A good summary, thanks for doing it.

Sieve seems to have a good handle on designating the basic 
attributes of email messages, and I think it will be 
important to ensure that P can do all that Sieve can with 
similar economy of notation.  Does Sieve have a logical pathway to 
other protocols?  I'm not sure ... I guess it arguably
handles any protocol with the format "header: parameters".

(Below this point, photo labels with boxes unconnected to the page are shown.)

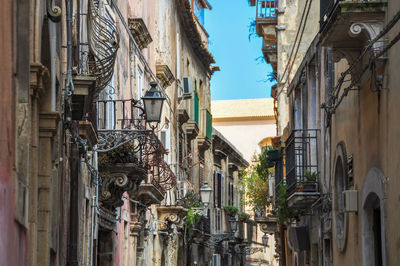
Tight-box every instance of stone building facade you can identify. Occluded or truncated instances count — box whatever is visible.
[260,1,400,265]
[0,0,227,265]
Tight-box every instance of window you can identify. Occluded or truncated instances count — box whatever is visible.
[214,172,224,208]
[137,67,143,100]
[333,141,348,252]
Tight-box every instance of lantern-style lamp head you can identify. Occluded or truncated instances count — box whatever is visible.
[142,81,165,123]
[262,234,269,247]
[200,182,212,208]
[229,216,237,233]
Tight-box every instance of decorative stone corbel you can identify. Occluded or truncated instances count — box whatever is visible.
[254,216,278,234]
[157,206,187,231]
[332,48,362,84]
[100,163,147,209]
[349,21,384,54]
[29,63,49,96]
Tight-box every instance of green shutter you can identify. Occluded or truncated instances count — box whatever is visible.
[193,91,199,125]
[206,110,212,140]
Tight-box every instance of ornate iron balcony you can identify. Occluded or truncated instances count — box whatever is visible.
[87,0,119,92]
[285,130,319,209]
[256,0,277,19]
[94,99,176,207]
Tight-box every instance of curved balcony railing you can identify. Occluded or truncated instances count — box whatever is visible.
[87,0,119,93]
[256,0,277,19]
[285,129,318,196]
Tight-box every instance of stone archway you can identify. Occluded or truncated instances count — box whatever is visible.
[361,167,387,266]
[332,141,348,252]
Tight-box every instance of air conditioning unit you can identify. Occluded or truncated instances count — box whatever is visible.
[212,254,221,266]
[183,77,193,98]
[342,190,358,212]
[288,226,310,252]
[178,85,183,101]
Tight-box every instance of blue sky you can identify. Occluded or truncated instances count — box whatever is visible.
[205,0,272,100]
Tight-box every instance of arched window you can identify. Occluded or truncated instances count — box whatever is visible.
[333,141,348,252]
[361,167,387,266]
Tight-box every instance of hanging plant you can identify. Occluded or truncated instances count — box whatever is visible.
[273,182,295,225]
[239,150,272,210]
[238,212,250,222]
[185,207,201,235]
[98,141,138,168]
[224,205,239,216]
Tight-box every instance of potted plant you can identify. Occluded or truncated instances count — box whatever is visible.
[267,148,281,162]
[254,206,265,218]
[303,169,319,192]
[238,212,250,222]
[271,137,281,149]
[224,205,239,216]
[185,207,201,235]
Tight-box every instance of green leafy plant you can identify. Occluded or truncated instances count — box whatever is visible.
[224,205,239,215]
[98,141,138,168]
[267,72,276,83]
[185,208,200,234]
[238,212,250,221]
[304,169,319,183]
[177,191,201,209]
[273,182,295,225]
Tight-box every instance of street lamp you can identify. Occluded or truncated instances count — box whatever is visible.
[229,216,237,233]
[200,182,212,208]
[142,81,165,123]
[262,234,269,247]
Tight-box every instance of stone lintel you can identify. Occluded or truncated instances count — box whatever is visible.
[39,112,60,138]
[156,64,175,88]
[196,136,211,150]
[184,120,199,139]
[157,205,188,231]
[79,121,98,148]
[128,18,153,50]
[29,62,49,95]
[178,108,189,125]
[73,75,96,96]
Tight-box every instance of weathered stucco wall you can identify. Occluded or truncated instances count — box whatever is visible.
[276,0,320,136]
[331,1,400,266]
[213,119,276,162]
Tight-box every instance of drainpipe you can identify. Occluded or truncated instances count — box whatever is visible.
[49,21,57,112]
[65,0,74,106]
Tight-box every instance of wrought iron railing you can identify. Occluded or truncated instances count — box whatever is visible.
[204,109,212,140]
[194,215,211,234]
[96,99,146,130]
[191,91,200,125]
[87,0,119,93]
[319,0,339,28]
[95,99,176,193]
[285,130,319,197]
[256,0,277,19]
[274,156,285,204]
[262,39,276,52]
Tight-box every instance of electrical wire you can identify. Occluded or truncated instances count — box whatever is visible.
[323,8,400,113]
[278,0,312,84]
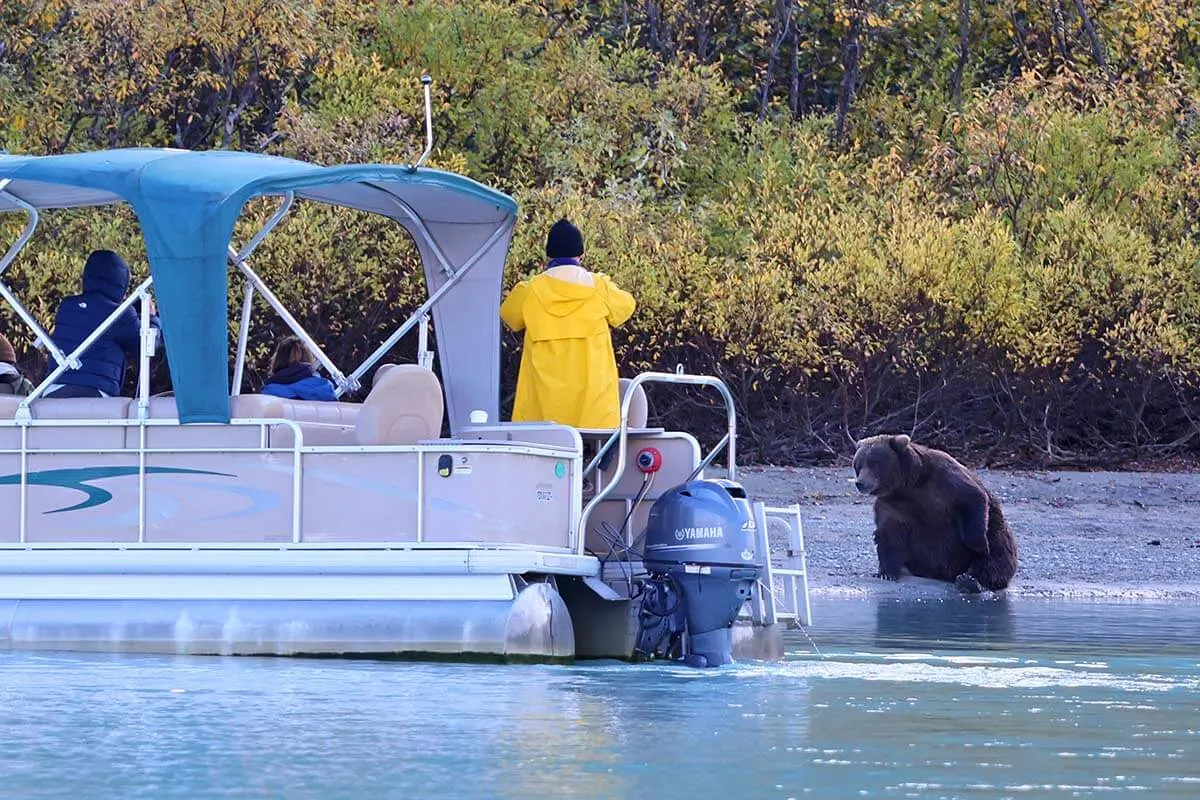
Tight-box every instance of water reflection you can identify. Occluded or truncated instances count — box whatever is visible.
[875,595,1014,650]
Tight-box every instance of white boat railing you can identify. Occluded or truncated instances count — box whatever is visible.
[0,417,582,553]
[580,367,738,553]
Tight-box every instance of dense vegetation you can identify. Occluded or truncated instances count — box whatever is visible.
[0,0,1200,464]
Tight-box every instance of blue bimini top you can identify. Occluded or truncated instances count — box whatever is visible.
[0,148,517,428]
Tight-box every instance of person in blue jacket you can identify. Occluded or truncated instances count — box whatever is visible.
[263,336,337,401]
[46,249,158,397]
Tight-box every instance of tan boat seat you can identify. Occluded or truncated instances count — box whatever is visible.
[619,378,650,428]
[354,363,444,445]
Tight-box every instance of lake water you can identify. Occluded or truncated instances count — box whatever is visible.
[0,599,1200,800]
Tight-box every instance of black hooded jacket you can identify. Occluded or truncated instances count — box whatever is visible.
[50,249,158,397]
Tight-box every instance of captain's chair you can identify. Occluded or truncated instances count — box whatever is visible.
[354,363,444,445]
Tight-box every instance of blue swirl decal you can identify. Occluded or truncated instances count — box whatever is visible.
[0,467,238,513]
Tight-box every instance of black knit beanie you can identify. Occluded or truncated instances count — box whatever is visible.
[546,218,583,258]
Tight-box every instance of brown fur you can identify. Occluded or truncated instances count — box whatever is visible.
[854,434,1016,593]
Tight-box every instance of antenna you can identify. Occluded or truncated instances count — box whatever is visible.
[413,72,433,170]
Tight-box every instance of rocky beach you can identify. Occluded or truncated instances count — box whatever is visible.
[738,465,1200,600]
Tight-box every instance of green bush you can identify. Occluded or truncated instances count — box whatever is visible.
[0,0,1200,464]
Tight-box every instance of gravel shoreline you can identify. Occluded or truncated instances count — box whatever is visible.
[724,467,1200,601]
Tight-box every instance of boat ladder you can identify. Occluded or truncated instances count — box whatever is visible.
[742,501,812,627]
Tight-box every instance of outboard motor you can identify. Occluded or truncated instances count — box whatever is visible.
[634,480,762,667]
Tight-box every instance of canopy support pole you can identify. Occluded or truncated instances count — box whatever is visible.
[337,217,516,396]
[13,278,154,422]
[229,192,359,395]
[0,178,70,369]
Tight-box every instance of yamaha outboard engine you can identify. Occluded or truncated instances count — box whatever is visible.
[634,480,762,667]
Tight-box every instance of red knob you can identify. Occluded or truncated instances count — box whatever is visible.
[637,447,662,474]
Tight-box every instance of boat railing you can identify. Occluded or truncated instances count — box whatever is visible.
[0,412,582,552]
[578,367,738,553]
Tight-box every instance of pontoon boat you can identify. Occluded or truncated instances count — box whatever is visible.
[0,104,809,663]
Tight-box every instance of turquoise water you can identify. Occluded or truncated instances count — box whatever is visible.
[0,600,1200,799]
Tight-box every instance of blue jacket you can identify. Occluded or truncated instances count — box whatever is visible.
[263,363,337,401]
[50,249,158,397]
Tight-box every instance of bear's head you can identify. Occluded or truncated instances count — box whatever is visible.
[854,433,919,497]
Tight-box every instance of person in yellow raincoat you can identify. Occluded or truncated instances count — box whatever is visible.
[500,219,635,428]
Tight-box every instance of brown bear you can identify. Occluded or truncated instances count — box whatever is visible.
[854,434,1016,594]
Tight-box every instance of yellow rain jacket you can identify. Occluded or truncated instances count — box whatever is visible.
[500,265,635,428]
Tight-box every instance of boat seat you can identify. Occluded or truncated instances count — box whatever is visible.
[618,378,650,428]
[354,363,444,445]
[0,396,130,450]
[229,395,362,447]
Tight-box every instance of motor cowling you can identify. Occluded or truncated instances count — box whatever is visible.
[635,480,763,666]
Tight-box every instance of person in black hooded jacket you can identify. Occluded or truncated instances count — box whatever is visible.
[46,249,158,397]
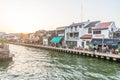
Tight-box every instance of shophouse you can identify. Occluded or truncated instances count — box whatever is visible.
[91,22,119,50]
[65,20,90,48]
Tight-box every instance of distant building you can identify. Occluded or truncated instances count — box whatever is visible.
[80,21,100,48]
[92,22,117,38]
[65,21,90,48]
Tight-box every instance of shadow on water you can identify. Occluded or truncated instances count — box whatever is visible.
[0,60,13,71]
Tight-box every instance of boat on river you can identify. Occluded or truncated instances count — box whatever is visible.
[0,43,14,60]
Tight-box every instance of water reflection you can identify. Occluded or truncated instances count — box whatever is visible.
[0,45,120,80]
[0,60,13,71]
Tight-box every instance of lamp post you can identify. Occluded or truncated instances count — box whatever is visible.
[102,35,104,53]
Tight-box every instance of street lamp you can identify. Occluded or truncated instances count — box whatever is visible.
[102,35,104,53]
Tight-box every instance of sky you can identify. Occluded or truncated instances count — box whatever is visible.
[0,0,120,33]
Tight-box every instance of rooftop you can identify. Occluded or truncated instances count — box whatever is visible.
[84,21,100,28]
[80,34,92,39]
[94,22,113,30]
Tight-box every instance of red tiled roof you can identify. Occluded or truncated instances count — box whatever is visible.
[94,22,112,29]
[80,34,92,39]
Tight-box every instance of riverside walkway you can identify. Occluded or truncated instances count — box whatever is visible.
[10,42,120,62]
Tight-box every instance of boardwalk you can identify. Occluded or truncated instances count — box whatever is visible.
[10,43,120,62]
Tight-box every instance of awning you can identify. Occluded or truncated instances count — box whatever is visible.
[91,39,102,45]
[91,39,120,45]
[104,39,120,45]
[50,37,62,43]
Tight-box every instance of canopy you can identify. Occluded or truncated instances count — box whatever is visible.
[50,37,62,43]
[91,39,120,45]
[91,39,102,45]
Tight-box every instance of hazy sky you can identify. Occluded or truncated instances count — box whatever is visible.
[0,0,120,33]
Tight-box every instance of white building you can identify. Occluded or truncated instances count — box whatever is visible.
[65,21,90,48]
[80,21,100,48]
[92,22,117,38]
[91,22,119,52]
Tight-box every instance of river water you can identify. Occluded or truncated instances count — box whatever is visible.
[0,44,120,80]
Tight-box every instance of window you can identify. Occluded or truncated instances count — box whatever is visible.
[71,27,73,31]
[93,31,101,34]
[70,33,73,37]
[88,28,92,33]
[75,26,77,31]
[86,41,90,46]
[79,25,82,28]
[111,28,113,31]
[74,33,79,37]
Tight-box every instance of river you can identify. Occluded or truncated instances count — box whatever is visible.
[0,44,120,80]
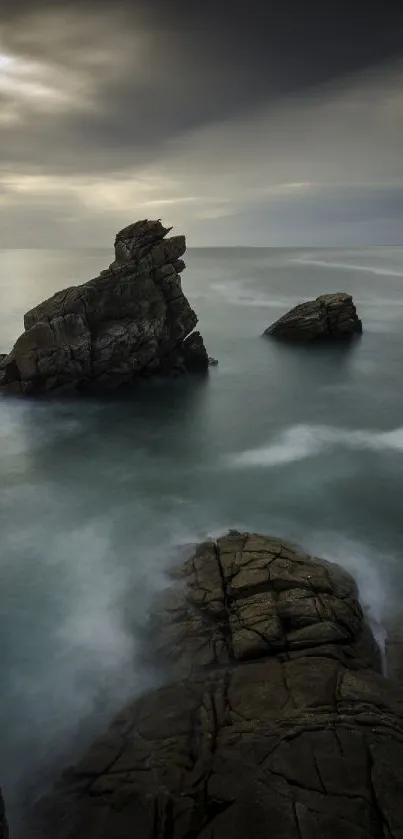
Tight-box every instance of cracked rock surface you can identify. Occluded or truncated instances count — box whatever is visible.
[0,220,208,395]
[36,532,403,839]
[264,292,362,341]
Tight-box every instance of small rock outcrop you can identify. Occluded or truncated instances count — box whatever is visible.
[31,532,403,839]
[0,220,208,395]
[264,292,362,342]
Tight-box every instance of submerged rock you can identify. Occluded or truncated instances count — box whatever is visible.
[264,292,362,341]
[0,220,208,395]
[32,532,403,839]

It might be tricky to extend the language to handle
mime subparts (because they have to be parsed recursively,
and the language is not recursive).  What about 
"sizeof(part)>10K"? Or "one of the received from headers is 
from IP addr 66.118.143.1"?

Sieve's intention of providing provably terminating and safe 
filtering rules could give us ideas for additional goals for 
P.  We might like to classify actions into safety categories. 
We expect P to have an extensible set of actions, but not all 
actions are guaranteed to be safe, in that they might not 
terminate or might increase the message size greatly).  So, P 
might have "safety labels" on actions, and users might need 
special privileges to use less-than-perfectly-safe actions.